Apache webserver outage - need help with forensics

Fri Apr 15 08:06:30 UTC 2005

On 4/14/05, Bob Brennan <rbrennan96 at gmail.com> wrote:
> On 4/14/05, replies-lists-redhat at listmail.innovate.net
> <replies-lists-redhat at listmail.innovate.net> wrote:
> >
> > i haven't been following this in great detail, so this may have been
> > mentioned already.
> >
> > if there are issues with high machine load http connections won't
> > close. when that happens you'll hit the maxclients level and your
> > http server will stop accepting connections.
> >
> > if you (as appears to be the case) aren't monitoring things like your
> > machine load (yet) you can look in your /var/log/maillog file for
> > high load hints during this incident. sendmail (but not postfix) will
> > stop accepting mail when the load gets above a certain point (default
> > is 12 i believe). when this happens it writes that to the maillog
> > file.
> 
> I suspected this too since it is a somewhat ram-poor machine and I had
> just started up spamassasin which is a known resource-hog.
> 
> I can see all emails that went through plus those that got
> spam-bucketed, not a lot (single digits per hour) and no problems
> recorded.
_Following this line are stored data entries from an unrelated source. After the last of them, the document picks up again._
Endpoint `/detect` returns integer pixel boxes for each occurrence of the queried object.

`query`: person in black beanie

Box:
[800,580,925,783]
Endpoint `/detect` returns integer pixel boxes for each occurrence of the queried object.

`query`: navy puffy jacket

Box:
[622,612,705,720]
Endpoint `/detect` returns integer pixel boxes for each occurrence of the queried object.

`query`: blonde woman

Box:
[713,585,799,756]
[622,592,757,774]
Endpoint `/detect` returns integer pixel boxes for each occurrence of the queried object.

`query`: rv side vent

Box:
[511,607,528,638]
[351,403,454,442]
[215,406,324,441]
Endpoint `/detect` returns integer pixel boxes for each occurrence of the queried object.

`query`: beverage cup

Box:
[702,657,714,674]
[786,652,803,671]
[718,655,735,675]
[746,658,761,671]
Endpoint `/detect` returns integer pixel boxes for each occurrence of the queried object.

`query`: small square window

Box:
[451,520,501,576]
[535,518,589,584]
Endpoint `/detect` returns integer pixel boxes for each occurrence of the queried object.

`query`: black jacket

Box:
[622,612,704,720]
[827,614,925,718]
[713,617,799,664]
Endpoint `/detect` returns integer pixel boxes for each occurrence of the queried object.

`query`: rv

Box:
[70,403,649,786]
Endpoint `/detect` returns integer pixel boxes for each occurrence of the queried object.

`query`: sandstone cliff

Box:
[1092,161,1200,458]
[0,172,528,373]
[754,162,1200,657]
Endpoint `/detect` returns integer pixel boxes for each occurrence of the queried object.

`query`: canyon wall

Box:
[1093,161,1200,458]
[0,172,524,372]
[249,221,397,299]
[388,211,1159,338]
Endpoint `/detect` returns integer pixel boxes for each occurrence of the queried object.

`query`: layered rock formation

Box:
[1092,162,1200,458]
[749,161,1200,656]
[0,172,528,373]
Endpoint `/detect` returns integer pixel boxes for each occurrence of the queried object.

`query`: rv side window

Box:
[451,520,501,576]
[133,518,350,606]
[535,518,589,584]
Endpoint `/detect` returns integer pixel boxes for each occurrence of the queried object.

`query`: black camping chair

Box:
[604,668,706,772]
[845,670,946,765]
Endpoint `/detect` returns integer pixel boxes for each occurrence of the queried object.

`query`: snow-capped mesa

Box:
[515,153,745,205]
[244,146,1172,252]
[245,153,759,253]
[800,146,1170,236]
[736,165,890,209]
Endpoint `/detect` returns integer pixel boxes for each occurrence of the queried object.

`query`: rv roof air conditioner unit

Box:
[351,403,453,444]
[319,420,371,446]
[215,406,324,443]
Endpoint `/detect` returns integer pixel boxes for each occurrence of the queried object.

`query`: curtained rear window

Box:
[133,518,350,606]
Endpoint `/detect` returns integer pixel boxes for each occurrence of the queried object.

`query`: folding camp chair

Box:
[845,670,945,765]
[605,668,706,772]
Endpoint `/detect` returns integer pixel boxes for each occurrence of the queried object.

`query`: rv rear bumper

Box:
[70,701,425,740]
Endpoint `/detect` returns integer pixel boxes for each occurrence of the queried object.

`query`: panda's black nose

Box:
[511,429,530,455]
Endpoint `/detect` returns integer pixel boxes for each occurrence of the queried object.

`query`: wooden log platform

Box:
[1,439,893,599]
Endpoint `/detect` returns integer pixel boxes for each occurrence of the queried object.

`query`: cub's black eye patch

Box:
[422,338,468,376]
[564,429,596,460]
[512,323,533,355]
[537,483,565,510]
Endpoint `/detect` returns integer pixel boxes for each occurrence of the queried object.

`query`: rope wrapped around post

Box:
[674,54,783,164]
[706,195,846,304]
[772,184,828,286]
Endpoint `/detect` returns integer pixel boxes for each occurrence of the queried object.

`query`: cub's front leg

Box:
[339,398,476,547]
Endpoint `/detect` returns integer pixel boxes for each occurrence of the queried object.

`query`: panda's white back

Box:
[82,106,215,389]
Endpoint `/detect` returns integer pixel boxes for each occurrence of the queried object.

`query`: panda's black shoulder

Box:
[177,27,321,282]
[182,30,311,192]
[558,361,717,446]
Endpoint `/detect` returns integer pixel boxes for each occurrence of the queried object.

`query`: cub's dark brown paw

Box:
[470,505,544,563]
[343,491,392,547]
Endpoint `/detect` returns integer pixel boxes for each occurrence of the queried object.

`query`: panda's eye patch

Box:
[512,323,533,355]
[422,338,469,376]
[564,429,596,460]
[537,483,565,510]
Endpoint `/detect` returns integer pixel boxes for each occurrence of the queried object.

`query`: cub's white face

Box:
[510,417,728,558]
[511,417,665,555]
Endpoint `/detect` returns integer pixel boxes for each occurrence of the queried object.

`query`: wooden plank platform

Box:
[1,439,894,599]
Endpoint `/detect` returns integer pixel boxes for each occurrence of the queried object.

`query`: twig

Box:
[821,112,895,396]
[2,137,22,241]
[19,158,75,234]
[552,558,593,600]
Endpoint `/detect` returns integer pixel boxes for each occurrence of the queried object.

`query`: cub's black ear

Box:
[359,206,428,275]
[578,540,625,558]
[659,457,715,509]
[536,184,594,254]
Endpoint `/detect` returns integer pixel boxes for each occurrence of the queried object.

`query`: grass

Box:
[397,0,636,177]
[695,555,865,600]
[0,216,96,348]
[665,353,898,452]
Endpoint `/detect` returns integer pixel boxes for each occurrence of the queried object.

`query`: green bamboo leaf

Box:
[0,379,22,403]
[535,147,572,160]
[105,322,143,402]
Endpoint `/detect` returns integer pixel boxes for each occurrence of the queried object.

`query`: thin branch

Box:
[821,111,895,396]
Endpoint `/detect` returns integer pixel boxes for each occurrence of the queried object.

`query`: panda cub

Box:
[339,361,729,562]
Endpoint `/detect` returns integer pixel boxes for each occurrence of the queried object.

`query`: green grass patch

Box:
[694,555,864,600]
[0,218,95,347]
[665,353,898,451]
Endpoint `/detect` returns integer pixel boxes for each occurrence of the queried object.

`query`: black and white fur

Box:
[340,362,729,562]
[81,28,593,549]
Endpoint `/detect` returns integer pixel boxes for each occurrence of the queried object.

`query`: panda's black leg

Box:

Mail volume was down for those 20 minutes onlly because most
> users depend on squirrelmail which was obviously down at the time.
> Test emails from dnsCheck (instigated by me) did get recorded during
> the outage.
> 
> If sendmail does in fact log a high load condition then that rules it
> out since there is no record.
> 
> > that will give you info on whether the issue was high load. if it
> > was, then you should set up some scripts that do monitoring so that
> > you can pin point the underlying issue(s).
> >
> > for monitoring, vmstat, uptime (for the load numbers) and top (in
> > batchmode - kicking in only when the load hits some threshold) are
> > all very useful.
> >
> >    - Rick
> >

Update - my daily logwatch recorded a typical number of TCP/IP packets
that day, averaging around 800-900 which is an average load and no
large numbers from any single IP. So not likely it was any kind of DOS
atttack.

We've ruled out a lot of things here, but still no clue as to what
actually happened. I would lean towards a hardware failure but the
machine has been on 24/7 for many months without a hiccup, other
services were running normally, and httpd recovered 100% after 20
minutes all by itself. Or never really went away - was just
unreachable? Firestarter as a possibility (has been installed for
about 1 month)?

Thanks in advance for any more ideas,
bob